The Yukon government has tabled amendments to mining legislation that will change how exploration takes place in some parts of the territory.
When the government announced a consultation on the changes in June, it proposed that all prospectors would have to notify the government before conducting Class 1 exploration activities on a mineral claim.
Currently, anyone holding a mining claim can complete Class 1 activities without notifying the government or affected First Nations. That level of work includes clearing trees, building trails, digging up rock and even the use of explosives.
But the amendments tabled this week suggest that notification and consultation will only be required in certain designated areas, and not across the Yukon.
Those areas have yet to be identified.
The government is currently consulting with First Nations and industry on what the regulations associated with this act will be, said Scott Kent, minister for energy, mines and resources, in an interview yesterday.
The changes come from a Yukon Court of Appeal decision that found that the Yukon government had infringed on the aboriginal rights of the Ross River Dena Council by allowing staking and Class 1 exploration in the First Nation’s traditional territory without notification or accommodation.
The government accepted that First Nation consultation might be required for some Class 1 exploration activities, but appealed the part of the ruling dealing with notification before claims are staked.
The Supreme Court of Canada denied the appeal in September.
Kent said that the government will deal with that section of the ruling by consulting with the Ross River Dena Council on what areas of its traditional territory might be withdrawn from staking on an interim basis.
Those discussions are currently underway, he said.
While the government is prepared to look at restricting staking in some areas where it might affect aboriginal rights and title, it is not considering a change to the free-entry mining claim regime, said Kent.
“The court decision didn’t question the free-entry system, and the Yukon government isn’t questioning it either.”
The rulings of the court decision were specific to the traditional territory of the Ross River Dena Council. However, the findings are likely applicable more broadly, in particular to other First Nations that have not signed land claims agreements.
However, the priority for now is to get the appropriate rules in place for Ross River territory, said Kent.

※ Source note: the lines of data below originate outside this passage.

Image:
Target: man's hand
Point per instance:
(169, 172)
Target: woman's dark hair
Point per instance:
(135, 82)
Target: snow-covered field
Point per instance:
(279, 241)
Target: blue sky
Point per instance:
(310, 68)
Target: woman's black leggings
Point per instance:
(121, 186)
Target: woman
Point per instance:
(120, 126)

“Given the timelines, I think all Yukoners can respect that we’re under a bit of a time crunch to address it in that area, and then once that is complete then we will consider options for the other areas in the Yukon.”
The Yukon government must comply with the rulings of the appeals court by December 27.
When the changes were announced in June, representatives from the mining industry warned that changing the Class 1 exploration regime could shut down exploration investment in the territory.
Michael Kokiw, executive director of the Yukon Chamber of Mines, said this week that the group needs time to review the legislation and figure out how it will affect the industry.
“We were not privy, of course, to the amendments. They were kept secret by the cabinet. And now, after reviewing this morning, we have found them to be much more extensive than we originally thought, and we believe it may take us a little longer to do a review.”
The chamber will meet in the coming days to discuss the legislation, said Kokiw.
The Ross River Dena Council and its lawyers could not be reached by press time.